En cas de créance menacée, deux voies s’offrent aux créanciers : la saisie conservatoire ou la sûreté judiciaire.

La première bloque les biens du débiteur et les rend indisponibles. La seconde, moins contraignante mais tout aussi efficace, permet d’inscrire un droit préférentiel sur certains biens sans les immobiliser.

Cette protection préventive mérite d’être examinée en détail.

1. Pourquoi préférer une sûreté judiciaire à une saisie conservatoire ?

La sûreté judiciaire présente un avantage majeur : elle n’empêche pas le débiteur de disposer de son bien. L’article L. 531-2 du Code des procédures civiles d’exécution est clair : « Les biens grevés d’une sûreté judiciaire demeurent aliénables ».

À l’inverse, l’article L. 521-1 du même code indique que les saisies conservatoires rendent les biens indisponibles. Cette différence change tout.

Pour un créancier, la sûreté judiciaire offre une protection sans bloquer l’activité économique du débiteur. Elle permet de prendre rang à la date de l’inscription provisoire, avantage considérable en cas de concours avec d’autres créanciers ou d’ouverture d’une procédure collective.

Le mécanisme se déploie en deux temps : d’abord une publicité provisoire, puis sa confirmation par une publicité définitive après obtention d’un titre exécutoire.

2. Les biens concernés par les sûretés judiciaires

L’article L. 531-1 du Code des procédures civiles d’exécution limite strictement le champ d’application des sûretés judiciaires à quatre catégories de biens.

Immeubles

L’hypothèque judiciaire conservatoire peut grever tous les immeubles par nature et leurs accessoires réputés immeubles.
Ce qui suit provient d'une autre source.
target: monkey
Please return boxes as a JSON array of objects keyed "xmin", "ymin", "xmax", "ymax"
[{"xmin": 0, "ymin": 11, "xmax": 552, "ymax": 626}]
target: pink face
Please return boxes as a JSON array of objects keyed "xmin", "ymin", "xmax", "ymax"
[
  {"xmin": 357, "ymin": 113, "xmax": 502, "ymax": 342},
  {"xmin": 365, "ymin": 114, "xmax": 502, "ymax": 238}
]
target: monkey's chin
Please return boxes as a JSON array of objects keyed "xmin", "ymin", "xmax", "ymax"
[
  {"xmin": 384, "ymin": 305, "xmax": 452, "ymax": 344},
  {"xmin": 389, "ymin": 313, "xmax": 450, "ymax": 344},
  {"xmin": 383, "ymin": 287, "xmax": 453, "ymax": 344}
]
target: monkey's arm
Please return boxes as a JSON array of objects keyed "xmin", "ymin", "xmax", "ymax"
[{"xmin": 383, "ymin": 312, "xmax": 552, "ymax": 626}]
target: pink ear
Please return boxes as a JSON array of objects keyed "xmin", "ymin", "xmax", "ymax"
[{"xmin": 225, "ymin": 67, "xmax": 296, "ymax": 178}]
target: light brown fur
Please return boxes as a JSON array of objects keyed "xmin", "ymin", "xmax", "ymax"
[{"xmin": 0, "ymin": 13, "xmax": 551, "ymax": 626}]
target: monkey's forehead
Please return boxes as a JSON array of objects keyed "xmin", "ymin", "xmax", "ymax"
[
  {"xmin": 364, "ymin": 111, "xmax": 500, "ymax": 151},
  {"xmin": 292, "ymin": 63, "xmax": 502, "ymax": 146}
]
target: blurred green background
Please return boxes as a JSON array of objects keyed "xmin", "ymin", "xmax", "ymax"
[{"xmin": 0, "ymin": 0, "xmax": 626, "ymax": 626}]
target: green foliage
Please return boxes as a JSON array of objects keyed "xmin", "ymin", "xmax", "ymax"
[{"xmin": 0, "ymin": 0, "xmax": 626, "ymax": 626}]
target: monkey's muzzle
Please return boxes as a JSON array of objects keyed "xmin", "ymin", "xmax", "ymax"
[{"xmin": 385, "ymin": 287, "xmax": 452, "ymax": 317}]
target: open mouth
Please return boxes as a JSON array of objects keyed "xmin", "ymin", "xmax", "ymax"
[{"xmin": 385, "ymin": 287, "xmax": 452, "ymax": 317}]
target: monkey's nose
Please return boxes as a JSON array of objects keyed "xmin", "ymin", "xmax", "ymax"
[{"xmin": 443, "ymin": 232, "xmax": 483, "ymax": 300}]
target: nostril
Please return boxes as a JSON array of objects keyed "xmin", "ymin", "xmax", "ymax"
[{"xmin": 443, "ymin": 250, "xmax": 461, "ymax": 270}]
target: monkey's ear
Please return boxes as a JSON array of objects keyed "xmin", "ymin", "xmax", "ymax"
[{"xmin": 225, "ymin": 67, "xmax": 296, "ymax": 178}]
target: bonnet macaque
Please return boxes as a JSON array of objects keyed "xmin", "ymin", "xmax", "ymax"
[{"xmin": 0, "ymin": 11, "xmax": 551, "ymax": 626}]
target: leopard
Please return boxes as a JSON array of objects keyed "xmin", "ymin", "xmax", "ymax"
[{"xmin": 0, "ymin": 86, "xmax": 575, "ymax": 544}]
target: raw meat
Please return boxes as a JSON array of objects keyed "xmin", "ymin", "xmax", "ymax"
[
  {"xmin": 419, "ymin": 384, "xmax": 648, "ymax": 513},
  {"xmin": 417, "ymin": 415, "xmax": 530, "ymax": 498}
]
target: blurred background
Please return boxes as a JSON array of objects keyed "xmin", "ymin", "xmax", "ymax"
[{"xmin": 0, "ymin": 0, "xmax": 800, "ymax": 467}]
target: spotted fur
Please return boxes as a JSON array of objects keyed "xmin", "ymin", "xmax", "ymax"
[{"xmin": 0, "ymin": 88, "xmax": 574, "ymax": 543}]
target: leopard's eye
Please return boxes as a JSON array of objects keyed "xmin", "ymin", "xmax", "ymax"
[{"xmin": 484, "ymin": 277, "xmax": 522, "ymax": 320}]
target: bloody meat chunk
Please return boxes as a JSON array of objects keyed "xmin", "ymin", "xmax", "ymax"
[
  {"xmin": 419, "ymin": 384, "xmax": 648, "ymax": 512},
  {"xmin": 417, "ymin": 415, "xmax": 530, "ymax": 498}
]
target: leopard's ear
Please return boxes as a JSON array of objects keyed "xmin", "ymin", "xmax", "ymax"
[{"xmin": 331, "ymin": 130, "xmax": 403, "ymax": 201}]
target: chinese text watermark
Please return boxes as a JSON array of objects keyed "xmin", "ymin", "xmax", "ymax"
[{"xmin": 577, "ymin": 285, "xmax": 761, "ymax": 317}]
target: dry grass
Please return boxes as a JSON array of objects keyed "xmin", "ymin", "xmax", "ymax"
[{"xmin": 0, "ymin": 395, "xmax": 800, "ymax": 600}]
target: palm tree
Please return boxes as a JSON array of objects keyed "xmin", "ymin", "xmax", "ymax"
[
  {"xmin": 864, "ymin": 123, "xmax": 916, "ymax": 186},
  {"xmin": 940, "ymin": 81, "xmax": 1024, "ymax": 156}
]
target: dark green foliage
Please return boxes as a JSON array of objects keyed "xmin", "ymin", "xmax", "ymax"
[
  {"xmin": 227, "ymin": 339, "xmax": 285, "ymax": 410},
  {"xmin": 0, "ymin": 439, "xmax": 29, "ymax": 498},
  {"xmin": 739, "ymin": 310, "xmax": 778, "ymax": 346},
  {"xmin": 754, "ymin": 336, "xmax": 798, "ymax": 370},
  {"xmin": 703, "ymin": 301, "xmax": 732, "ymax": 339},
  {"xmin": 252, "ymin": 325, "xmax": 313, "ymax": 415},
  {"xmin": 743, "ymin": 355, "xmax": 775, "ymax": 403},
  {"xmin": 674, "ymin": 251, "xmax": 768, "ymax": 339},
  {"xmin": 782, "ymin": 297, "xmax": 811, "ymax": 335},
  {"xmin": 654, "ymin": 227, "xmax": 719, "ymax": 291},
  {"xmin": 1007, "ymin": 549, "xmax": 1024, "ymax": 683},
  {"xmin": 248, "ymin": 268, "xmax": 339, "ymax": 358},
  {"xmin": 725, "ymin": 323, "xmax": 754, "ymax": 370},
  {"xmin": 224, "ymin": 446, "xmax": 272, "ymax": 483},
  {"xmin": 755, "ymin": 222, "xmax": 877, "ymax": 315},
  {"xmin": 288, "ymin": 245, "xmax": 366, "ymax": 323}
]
Un terrain nu, une maison, un appartement ou un immeuble commercial peuvent ainsi être concernés.

Des restrictions existent cependant, notamment pour :

  • Le logement familial : quoique l’inscription d’hypothèque ne soit pas considérée comme un acte de disposition au sens de l’article 215 du Code civil (Civ. 1re, 8 janvier 1985, Bull. civ. I, n° 7)
  • Les biens indivis : l’inscription ne porte que sur la part indivise du débiteur
  • Les biens communs en régime matrimonial : attention à l’article 1415 du Code civil qui exclut certains engagements

Fonds de commerce

Le nantissement judiciaire conservatoire du fonds de commerce porte sur les éléments incorporels essentiels : nom commercial, enseigne, clientèle, achalandage et droit au bail.

Les éléments matériels (matériel, outillage) peuvent être inclus par une déclaration expresse. Les marchandises, quant à elles, restent exclues car leur immobilisation nuirait à l’activité.

Parts sociales et valeurs mobilières

Innovation majeure de la loi du 9 juillet 1991, ces nantissements permettent d’appréhender des actifs financiers.

Les parts sociales concernent principalement les sociétés de personnes (SNC, SCS, SCI), tandis que les valeurs mobilières englobent les actions de sociétés par actions, mais aussi toute une gamme de titres négociables (obligations, SICAV, certificats d’investissement…).

Cette extension témoigne d’une adaptation aux réalités économiques modernes où les actifs financiers représentent souvent l’essentiel du patrimoine.

3. La publicité provisoire

Les différentes formalités selon la nature du bien

Les formalités varient selon le bien concerné, reflet de l’éclatement du droit français de la publicité.

Pour l’hypothèque judiciaire conservatoire, l’article R. 532-1 du Code des procédures civiles d’exécution prévoit le dépôt de deux bordereaux au service de la publicité foncière. Ces bordereaux mentionnent :

  • La désignation du créancier
  • L’élection de domicile
  • La désignation du débiteur
  • L’indication de l’autorisation ou du titre
  • L’indication de la créance et ses accessoires
  • La désignation de l’immeuble

Pour le nantissement du fonds de commerce, l’inscription s’effectue au greffe du tribunal de commerce selon l’article R. 532-2 du même code.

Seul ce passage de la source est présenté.